Rantt: What are Oklahoma Democrats getting right in 2017 and 2018, that national Democrats got wrong in 2016?
Jensen: First of all, this started way earlier than 2016. What happened on the national level is that Oklahoma wasn’t taken seriously except when it was time for a [Democratic National Convention] fundraiser. No money, time, and minimal effort was put into supporting progressives in this state.
Secondly, Oklahomans are good at calling out bullshit, and that’s what’s been going on at the state-level. We are tired of seeing national priorities being pushed down our throats when the issues that affect our daily lives — access to healthcare in rural areas, public education, and quality of our roads and bridges — are at stake.
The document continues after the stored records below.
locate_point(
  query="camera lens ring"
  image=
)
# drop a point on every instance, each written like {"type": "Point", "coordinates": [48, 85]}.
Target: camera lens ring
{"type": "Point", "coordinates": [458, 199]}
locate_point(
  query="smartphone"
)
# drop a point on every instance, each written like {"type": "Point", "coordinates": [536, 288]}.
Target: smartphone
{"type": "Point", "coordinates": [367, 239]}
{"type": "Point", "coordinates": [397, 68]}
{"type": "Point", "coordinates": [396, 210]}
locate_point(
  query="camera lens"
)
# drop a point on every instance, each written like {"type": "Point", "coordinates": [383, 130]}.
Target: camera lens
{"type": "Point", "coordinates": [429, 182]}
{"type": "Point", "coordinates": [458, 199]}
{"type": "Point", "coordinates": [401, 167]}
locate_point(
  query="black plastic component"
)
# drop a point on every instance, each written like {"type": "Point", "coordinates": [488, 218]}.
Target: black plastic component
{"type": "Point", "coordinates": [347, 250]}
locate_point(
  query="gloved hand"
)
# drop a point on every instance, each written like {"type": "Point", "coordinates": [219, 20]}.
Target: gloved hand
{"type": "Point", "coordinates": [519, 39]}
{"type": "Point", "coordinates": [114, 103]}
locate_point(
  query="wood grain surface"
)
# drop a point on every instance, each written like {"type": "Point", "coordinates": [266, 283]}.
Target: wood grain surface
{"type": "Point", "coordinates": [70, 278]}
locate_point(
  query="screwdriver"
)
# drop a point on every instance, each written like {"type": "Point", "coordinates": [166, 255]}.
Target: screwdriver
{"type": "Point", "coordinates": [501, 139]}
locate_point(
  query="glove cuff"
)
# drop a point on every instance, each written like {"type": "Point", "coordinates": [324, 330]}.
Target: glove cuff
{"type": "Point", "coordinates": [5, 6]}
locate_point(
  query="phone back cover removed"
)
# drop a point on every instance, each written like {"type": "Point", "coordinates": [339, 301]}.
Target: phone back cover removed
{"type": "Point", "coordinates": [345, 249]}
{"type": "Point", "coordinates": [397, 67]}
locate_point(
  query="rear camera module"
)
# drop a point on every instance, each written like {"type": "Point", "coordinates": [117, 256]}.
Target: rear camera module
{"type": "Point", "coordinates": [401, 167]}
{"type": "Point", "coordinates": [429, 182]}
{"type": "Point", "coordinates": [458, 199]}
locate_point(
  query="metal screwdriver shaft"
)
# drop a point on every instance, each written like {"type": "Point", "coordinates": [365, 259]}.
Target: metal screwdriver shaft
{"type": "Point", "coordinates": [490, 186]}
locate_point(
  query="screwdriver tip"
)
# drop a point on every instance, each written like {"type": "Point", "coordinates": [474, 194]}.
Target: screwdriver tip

Social issues matter deeply to me, but I know that we can’t move forward if the ground below us is literally crumbling.
Rantt: If elected to the Oklahoma State Senate, you’d be in the minority party. How would you work around that to get stuff done?
Jensen: Like everything I do — I listen. There is always a way to find common ground, so long as everyone is willing to sit and listen. This has been a huge issue here. We have politicians choosing party over people, and it needs to be the other way around. Attitudes start from the top. The current leadership needs to stop being politicians and start acting more statesperson-like.
Rantt: You established the Woodward County Democratic Party, the first of its kind in 30 years. How important is it for Democrats to have party infrastructure or “boots on the ground” in every part of the country?
Jensen: ESSENTIAL! We have 77 counties in Oklahoma with a third of them considered rural. That’s 1.5 million people that matter just as much as the other two million citizens living in urban and suburban areas. A Democrat in Laverne or Colcord should matter just as much to the Democratic Party as one in Tulsa or Oklahoma City. Representation matters. Having someone who can be a representative of a viable and principled alternative to the current rhetoric from the White House is essential to a well informed and equipped voter base.
Rantt: Do Democratic victories in Oklahoma in 2017 have more to do with how scandal plagued the Oklahoma GOP has been, or is it about something different that Democrats are doing?
Jensen: Both. Even without the 2016 election, our state legislature was plagued with corruption, selfishness, and deceit. It was only a matter of time before it all came to the surface as it has. This has nothing to do with party and everything to do with elected officials’ lack of accountability. Since the scandals have broke on the state and national scale, the voters’ apathy has receded significantly, making way for transparent practices and moral fortitude to gain a sizeable foothold. Oklahomans want better for themselves, and they deserve better. Now, they’re getting better.
Rantt: You face tough odds in your district. How do you plan to close the gap as you approach Election Day?
Jensen: This campaign has gained a lot of local, state, and national attention. People from the district have taken ownership on what kind of leadership they want to have representing them in Oklahoma City and it has taken the form of door knocking, phone banking, and donating to this campaign. The enthusiasm for this race has reached even the central and eastern parts of Oklahoma. On a national scale, I have had volunteers with Postcards to Voters write voters in my district thousands of postcards, more than 20,000. We’ve had teams knocking doors, phone banking, posting to their social media, and just generally doing whatever it takes to Get Out The Vote. Our message is definitely getting out there!
Rantt: What are your policy priorities in District 27?
Jensen: First, we have to address the budget. The budget affects nearly all issues we face, including public education, access to health care, criminal justice, roads and bridges, senior citizen care, veterans, the economy, and several other issues. Once we have tackled the revenue and budget failures, we can begin to fix the mess our state is in. We can give teacher pay raises, state workers can have better benefits, the overcrowded prisons can be reformed, the roads and bridges can be fixed. It all hinges on the budget!